Laurie and Rose had an awesome flight today.  Although the video camera failed (probably because the team leader neglected to put fresh batteries in the camera), the GPS sensor worked.  I made a crude graph of the altitude data.  Here you can see the altitude as a function of time.

total flight altitude

Even cooler, if you do a quadratic fit on the parabolas, you get either plus or minus 16 feet/sec/sec which is half the acceleration due to gravity (which is what the pilot needs to achieve).   Way cool.

first four parabolas

zero g parabola

So many thanks to Laurie and Rose for gathering the GPS data.

I looked at the data from our low g accelerometer.  I don’t trust the numbers, as the sensor was not well calibrated. But it does give a good sense of where the low and high g parts of the flight are.  But from the pendulum sensor during the last several parabolas, I was able to obtain the period and acceleration.  Even better, they comply with theory. Seeing this next graph at midnight.   Physics actually works.  This trip to Texas was worth it.

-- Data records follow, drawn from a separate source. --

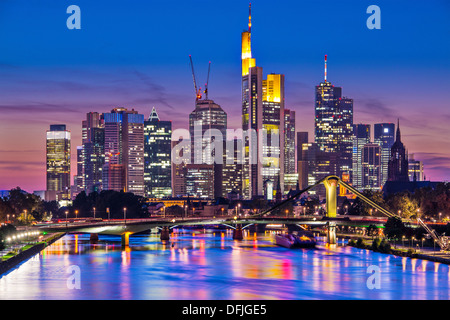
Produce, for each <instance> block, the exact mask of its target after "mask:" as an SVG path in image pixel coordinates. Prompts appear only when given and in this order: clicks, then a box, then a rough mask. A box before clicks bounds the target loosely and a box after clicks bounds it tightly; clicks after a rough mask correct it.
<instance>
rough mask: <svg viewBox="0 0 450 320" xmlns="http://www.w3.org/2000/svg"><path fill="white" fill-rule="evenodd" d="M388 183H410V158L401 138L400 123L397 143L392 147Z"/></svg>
mask: <svg viewBox="0 0 450 320" xmlns="http://www.w3.org/2000/svg"><path fill="white" fill-rule="evenodd" d="M387 181H401V182H407V181H409V177H408V157H407V154H406V149H405V146H404V145H403V143H402V141H401V136H400V121H398V123H397V133H396V136H395V142H394V144H393V145H392V147H391V154H390V158H389V163H388V178H387Z"/></svg>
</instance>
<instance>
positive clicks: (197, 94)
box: [189, 55, 202, 101]
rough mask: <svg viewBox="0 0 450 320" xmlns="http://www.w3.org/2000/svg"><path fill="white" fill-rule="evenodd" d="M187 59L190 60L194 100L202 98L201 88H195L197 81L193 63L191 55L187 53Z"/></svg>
mask: <svg viewBox="0 0 450 320" xmlns="http://www.w3.org/2000/svg"><path fill="white" fill-rule="evenodd" d="M189 60H190V61H191V69H192V78H193V79H194V89H195V101H198V100H200V99H201V98H202V93H201V92H202V88H198V89H197V81H195V72H194V63H193V62H192V57H191V55H189Z"/></svg>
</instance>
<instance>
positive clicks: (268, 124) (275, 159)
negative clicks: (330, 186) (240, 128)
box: [241, 6, 284, 199]
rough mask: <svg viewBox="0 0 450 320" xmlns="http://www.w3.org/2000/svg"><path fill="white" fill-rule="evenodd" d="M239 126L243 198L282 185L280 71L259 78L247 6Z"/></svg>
mask: <svg viewBox="0 0 450 320" xmlns="http://www.w3.org/2000/svg"><path fill="white" fill-rule="evenodd" d="M241 53H242V55H241V58H242V130H243V132H244V137H243V145H244V165H243V170H242V171H243V178H242V192H243V196H244V198H247V199H250V198H253V197H257V196H261V195H264V196H265V197H266V198H267V199H272V198H273V196H274V193H273V191H268V190H272V189H271V188H270V187H268V186H277V185H280V184H281V191H282V190H283V189H284V184H283V175H284V152H281V148H284V132H283V131H284V75H282V74H274V73H271V74H269V75H267V79H263V70H262V68H261V67H257V66H256V63H255V59H254V58H252V52H251V6H250V7H249V23H248V30H247V31H244V32H242V51H241Z"/></svg>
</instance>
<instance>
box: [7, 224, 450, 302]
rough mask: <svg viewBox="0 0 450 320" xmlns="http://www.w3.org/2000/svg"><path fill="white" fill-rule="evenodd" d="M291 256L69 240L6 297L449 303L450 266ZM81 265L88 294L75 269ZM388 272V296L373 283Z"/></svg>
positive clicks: (183, 243)
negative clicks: (76, 274)
mask: <svg viewBox="0 0 450 320" xmlns="http://www.w3.org/2000/svg"><path fill="white" fill-rule="evenodd" d="M340 243H341V244H340V245H337V246H326V245H324V244H323V243H322V242H319V246H318V248H317V249H315V250H312V249H295V250H290V249H286V248H282V247H278V246H275V245H274V244H273V235H272V234H271V233H265V234H254V233H246V237H245V239H244V240H243V241H234V240H232V237H231V232H230V231H225V230H218V231H214V232H211V231H208V232H203V230H201V231H199V230H197V231H192V230H189V231H187V230H186V231H183V230H178V231H177V232H176V233H173V234H172V235H171V240H170V241H169V242H161V241H160V240H159V235H157V234H150V235H148V234H146V235H136V236H131V237H130V247H129V248H127V249H126V250H123V249H122V247H121V241H120V238H119V237H113V236H100V241H99V242H98V243H97V244H90V242H89V235H82V234H78V235H67V236H65V237H63V238H62V239H60V240H59V241H57V242H55V243H54V244H53V245H51V246H50V247H48V248H47V249H45V250H44V251H43V252H41V253H40V254H39V255H36V256H35V257H33V258H32V259H30V260H28V261H27V262H25V263H22V264H21V265H20V266H19V267H17V268H15V269H14V270H12V271H10V272H9V273H7V274H6V275H4V276H3V277H2V278H0V299H151V300H158V299H164V300H171V299H203V300H208V299H213V300H224V299H227V300H237V299H289V300H294V299H295V300H296V299H408V300H409V299H449V293H450V285H449V284H450V282H449V279H450V278H449V275H450V270H449V267H448V266H447V265H444V264H439V263H434V262H431V261H422V260H417V259H410V258H401V257H395V256H390V255H385V254H381V253H374V252H370V251H367V250H361V249H356V248H352V247H346V246H343V245H342V242H340ZM72 265H76V266H79V267H80V270H81V273H80V276H81V277H80V283H81V289H70V288H68V286H67V279H68V278H69V277H70V276H71V274H70V273H68V272H67V270H68V268H69V267H70V266H72ZM370 265H376V266H378V267H379V268H380V271H381V272H380V281H381V282H380V283H381V288H380V289H372V290H370V289H369V288H368V287H367V285H366V281H367V279H368V277H369V276H370V275H371V274H369V273H367V268H368V267H369V266H370Z"/></svg>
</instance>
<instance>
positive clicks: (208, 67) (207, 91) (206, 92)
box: [203, 61, 211, 100]
mask: <svg viewBox="0 0 450 320" xmlns="http://www.w3.org/2000/svg"><path fill="white" fill-rule="evenodd" d="M210 70H211V61H210V62H209V65H208V76H207V77H206V83H205V91H203V92H204V93H205V99H206V100H208V84H209V71H210Z"/></svg>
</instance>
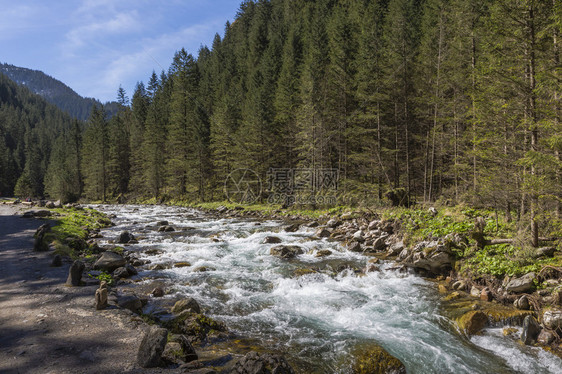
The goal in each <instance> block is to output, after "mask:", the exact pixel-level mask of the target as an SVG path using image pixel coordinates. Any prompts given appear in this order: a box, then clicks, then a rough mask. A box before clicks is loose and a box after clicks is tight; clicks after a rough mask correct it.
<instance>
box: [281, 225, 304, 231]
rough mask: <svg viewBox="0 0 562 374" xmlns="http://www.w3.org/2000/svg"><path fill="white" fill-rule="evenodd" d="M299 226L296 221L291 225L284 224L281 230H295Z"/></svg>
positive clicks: (298, 228) (284, 230)
mask: <svg viewBox="0 0 562 374" xmlns="http://www.w3.org/2000/svg"><path fill="white" fill-rule="evenodd" d="M299 227H300V225H299V224H298V223H293V224H292V225H289V226H286V227H285V228H284V229H283V230H284V231H286V232H295V231H297V230H298V229H299Z"/></svg>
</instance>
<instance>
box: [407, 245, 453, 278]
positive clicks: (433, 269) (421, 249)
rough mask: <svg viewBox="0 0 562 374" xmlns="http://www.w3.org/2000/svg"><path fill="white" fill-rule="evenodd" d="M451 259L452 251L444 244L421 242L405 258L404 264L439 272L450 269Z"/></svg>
mask: <svg viewBox="0 0 562 374" xmlns="http://www.w3.org/2000/svg"><path fill="white" fill-rule="evenodd" d="M453 261H454V259H453V255H452V253H451V252H450V251H449V250H448V249H447V248H446V247H445V246H444V245H440V244H439V243H436V242H421V243H419V244H418V245H416V246H415V247H414V249H413V251H412V254H411V256H410V257H409V258H408V259H406V260H405V265H407V266H409V267H413V268H415V269H424V270H427V271H429V272H431V273H436V274H439V273H443V272H444V271H447V270H449V269H451V268H452V267H453Z"/></svg>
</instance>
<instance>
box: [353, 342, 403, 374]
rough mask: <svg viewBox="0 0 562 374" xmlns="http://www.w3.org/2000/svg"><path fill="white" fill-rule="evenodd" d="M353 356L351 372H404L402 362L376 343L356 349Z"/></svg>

acceleration period rough data

So the first two data points (almost overlapping) are lunar gravity at about 1.8 m/s/s.  The next data point is Martian gravity at about 3.7 m/s/s.   Then one point of near Earth gravity at 10.3 m/s/s, followed by several points of hyper gravity ranging from 17 to 20 m/s/s.  As you can see from the above graph, there is a linear relationship between the acceleration due to gravity and the angular frequency squared of the pendulum.   Wow.  So cool.

A lot more to say about the personal experience, but that can wait until tomorrow.  There are photos on the web.  I will post them tomorrow night.  I will just add this one photo.  Go Bruins and Team 246!